GKE nodes unexpectedly deleted and recreated

4/12/2019

I created a cluster on Google Kubernetes Engine. The nodes get deleted/created very often (at least once a day). Even though new instances are created to replace them, and pods are moved to these new nodes, I would like to understand why the nodes disappear.

I checked the settings used to create the cluster and the node pool:

  • "Automatic node upgrade" is Disabled on the node pool.
  • "Pre-emptible nodes" is Disabled.
  • "Automatic node repair" is Enabled, but I doesn't look like there was a node repair, since I don't see anything in gcloud container operations list at the time when my nodes were deleted.

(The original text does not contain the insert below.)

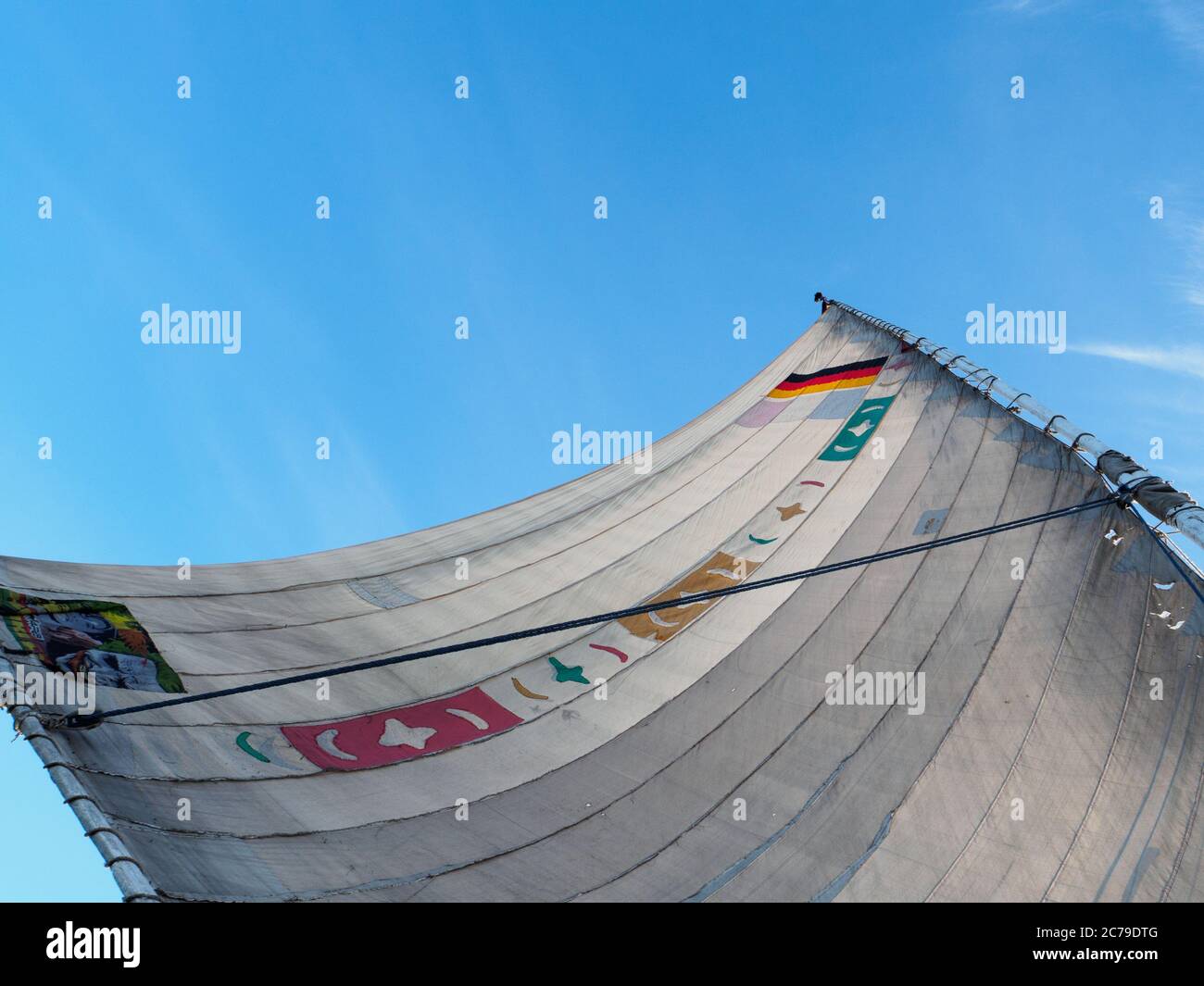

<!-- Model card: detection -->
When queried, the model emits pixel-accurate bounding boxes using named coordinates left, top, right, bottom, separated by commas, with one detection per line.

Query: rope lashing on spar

I can see that the current nodes were all (re-)created at 21:00, while the cluster was created at 08:35 :

➜  ~ gcloud container clusters describe my-cluster --format=json
{
  "createTime": "2019-04-11T08:35:39+00:00",
  ...
  "nodePools": [
    {
      ...
      "management": {
        "autoRepair": true
      },
      "name": "default-pool",
    }
  ],
  "status": "RUNNING",
  ...
}

How can I trace the reason why the nodes were deleted ?

-- TagadaPoe
google-kubernetes-engine
kubernetes

2 Answers

10/18/2019

just happened to me on Sunday 13/10/2019. all data from stateful partition also gone

-- Wojtas.Zet
Source: StackOverflow

4/12/2019

I tried to reproduce your problem by creating a cluster, manually stopping the kubelet on a node (by running systemctl stop kubelet) to trigger repair and watching the node recover. In my case, I do see an operation for the auto node repair, but I can also see in the GCE operations log that the VM was deleted and recreated (by the GKE robot account).

If you run gcloud compute operations list (or check the cloud console page for operations) you should see what caused the VM to be deleted and recreated.

-- Robert Bailey
Source: StackOverflow